Repairing A Broken Headstock Using Reinforcement Splines

One of the most common structural repairs we deal with in the shop is the case of the broken headstock. While guitars are generally pretty well designed to withstand the abuse we musicians tend to put them through, the headstock is their Achilles’ Heel. A couple of factors play into this: first, most Gibson guitars or Gibson inspired guitars are made with some variety of mahogany for the neck material, which is on the softer side of the hardwood spectrum. On top of that, these designs often have a carved angled headstock, leaving the end-grain of the wood exposed (some use a scarf joint instead of a carved headstock, which is stronger, but is still susceptible to breaking). Plus a lot of wood is cut away for the truss rod access, right at the weakest point of the neck. This all adds up to a perfect storm of structural vulnerability.

You may be asking yourself: “Why do they build guitars with angled headstocks and soft wood?” Tone is why. The angled headstock creates a better break-angle across the nut which allows the open string to ring free and clear of any unwanted string vibration behind the nut, and mahogany has a warm and rich resonate quality that people adore. We often say you can build a guitar to last, or you can build a guitar to sound good. You can’t always have both.
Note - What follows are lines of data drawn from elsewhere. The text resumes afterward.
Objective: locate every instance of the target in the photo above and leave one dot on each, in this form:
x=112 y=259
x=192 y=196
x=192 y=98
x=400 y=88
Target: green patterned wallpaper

This Ibanez Artcore  came in with a nasty broken headstock. It took a bad fall and the headstock snapped completely off of the guitar at the scarf joint, and sheered off well into the neck exposing the truss rod, the underside of the fingerboard, and the jagged, splintered end-grain of the mahogany neck. It was an ugly break.

First, I had to re-align all the broken edges so the two pieces would fit back together without any gaps, then I glued and clamped the neck using some Titebond Original Wood Glue and purpose-designed clamping cauls.

All in one piece again!

Some would stop here and string ‘er up, but the structural integrity of this neck was still very much in question, and we don’t take any chances. I designed and built a headstock splining router sled to install reinforcement splines that maximize the structural integrity around the break, ultimately resulting in a headstock that is stronger than it was when it left the factory.

With the neck perfectly centered in the fixture, I used our Festool plunge router to cut spline channels into the neck that extend from just beyond the edge of the scarf joint all the way past the break in the headstock.

I used quarter-sawn African Sipo mahogany for the reinforcement splines, which is denser and stronger than the neck material. It’s good stuff.

I used Titebond to glue them in place.

Using a combination of rasps, files, carving knives, and sand paper I then carved and shaped the splines flush with the neck.

A little bit of finish work put the final touches on this repair.

Good as new! Actually, better than new. Came out great!